Jamie: And in all my travels, the Navy taught me a couple of things. First of all, The United States is the best country on the planet. It's not perfect, but nothing is. If you don't think you were lucky to be born here, then go live somewhere else. Our homeless would be the ruling class of most other countries. The second is that time is precious. I certainly hope that there is an afterlife, but on the outside chance that there is not, I am planning on wringing out as much from this life as possible. So, after my navy commitment was up, I did the one thing my life had prepared me for up until that point. I became a bartender and a beach bum.
Jamie: To be honest, I'm not like most comics. I had a great childhood. Sure, there were the couple of years of acne, the uncontrollable shyness around girls, maybe a bully or two, and a particularly late "blooming" which resulted in me not really shaving until my twenties. But all in all, it was pretty good.
Jamie: I grew up in Hooksett, New Hampshire, with great parents. Yeah, my Dad was "crazy", but whose wasn't? He once made me re-mow the lawn because the tire tracks weren't straight enough. But he also made my lunches all through high school. (Although, when I told him the carrot sticks were making my throat swell shut, he refused to stop giving them to me. Of course, it turned out I am allergic to carrots). I figured since he was a pilot in WW II, he deserved a couple of eccentricities.

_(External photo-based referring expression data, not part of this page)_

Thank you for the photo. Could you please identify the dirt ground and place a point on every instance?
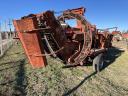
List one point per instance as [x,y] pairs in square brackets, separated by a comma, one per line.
[18,78]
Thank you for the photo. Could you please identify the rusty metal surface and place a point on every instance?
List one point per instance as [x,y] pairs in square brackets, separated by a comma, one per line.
[44,34]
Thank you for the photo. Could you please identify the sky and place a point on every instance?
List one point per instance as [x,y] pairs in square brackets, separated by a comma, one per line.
[102,13]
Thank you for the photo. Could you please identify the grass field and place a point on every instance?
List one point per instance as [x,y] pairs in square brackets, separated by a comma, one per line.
[18,78]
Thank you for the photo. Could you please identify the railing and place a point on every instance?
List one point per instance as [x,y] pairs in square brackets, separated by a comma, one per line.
[6,41]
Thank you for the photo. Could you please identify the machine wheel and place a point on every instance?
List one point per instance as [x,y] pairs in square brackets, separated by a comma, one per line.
[98,62]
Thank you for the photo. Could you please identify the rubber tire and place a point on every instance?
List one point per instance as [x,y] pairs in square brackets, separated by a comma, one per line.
[98,62]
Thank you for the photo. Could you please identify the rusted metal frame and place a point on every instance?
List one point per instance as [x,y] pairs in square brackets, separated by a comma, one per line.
[31,41]
[86,48]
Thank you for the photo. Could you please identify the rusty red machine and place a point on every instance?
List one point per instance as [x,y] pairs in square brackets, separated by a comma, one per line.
[45,34]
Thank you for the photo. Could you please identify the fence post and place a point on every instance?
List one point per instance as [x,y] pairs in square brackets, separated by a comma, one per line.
[1,50]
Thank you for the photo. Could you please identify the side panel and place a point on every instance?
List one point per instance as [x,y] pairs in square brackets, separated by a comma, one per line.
[31,41]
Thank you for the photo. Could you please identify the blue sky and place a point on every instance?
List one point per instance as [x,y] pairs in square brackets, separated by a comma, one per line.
[103,13]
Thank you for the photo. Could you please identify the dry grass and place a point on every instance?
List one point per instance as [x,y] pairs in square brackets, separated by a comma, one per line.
[18,78]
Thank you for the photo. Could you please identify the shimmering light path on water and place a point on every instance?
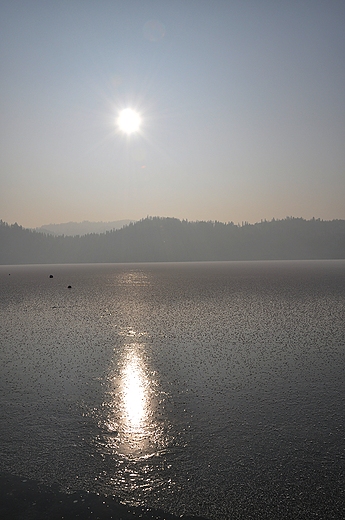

Jamie: (On going back to visit his hometown of Boston in 2008) It was timed so amazingly well, the Celtics had just won the championship and their parade literally went by the front of my hotel so I got to see them all. Then I went to the Red Sox game that night and was invited to a private party in center field because the Celtics' Paul Pearce was throwing out the first pitch and I got to hang out with all the Celtics, it was amazing. It was an insane weekend.
Jamie: (On his My Boys costar Jim Gaffigan) He's the best, I've developed such a mad crush on him - he's really my favorite person of all time. Everyone asks about him because of all the people on the show he's the most well known and he's hilariously funny but he's no funnier than anyone else on that set. I'm pretty amazed by the depth of that cast, everyone is hilarious. He's a fantastic stand-up, but when it comes to acting I feel like I'm looking up at the rest of those guys. Kyle is so funny, and Reid, and Jordana, Kellee, it's just an amazing cast every day - I'm just one of the cogs that help it run.
Jamie: (On his character Mike) The thing is he's totally innocent, he's not mean, he's just gruff, like Jackie Gleason was always playing the mean guy but at the end he would admit his mistake - he tries so hard but it just goes amiss for him. The show creator [Betsy Thomas] said to me, "you're the engine".
Jamie: (On comparisions between his character Mike and Eddie Haskell from Leave It To Beaver ) He was totally my role model for this [laughs] no, I remember Eddie Haskell, and there are these moments where my character is a jackass or the idiot for an episode. Now I might sometimes feel like an idiot or be an idiot but there's no way I'm as much of an idiot as Mike, he tries to be the best at everything and it's like "you're not, man". He's always got an angle, and that's kind of like Kramer in a way, he was right at whatever he was doing, even though what he was doing was insane.
Jamie: (On his work with Robot Chicken) Well I'm very proud of that, I love that show. Seth Green does a great show and I was flattered to be a part of it. It's really fun, you go in and do voices for 20 minutes and you're done, you never see anything until the final product is complete but it is really really funny stuff. It's so concentrated, it's only 15 minutes long but it feels much longer, when the joke is done it just moves on. When the vignette is over it jumps to the next one, there's no dwelling on it or any attempt to beat more out of it.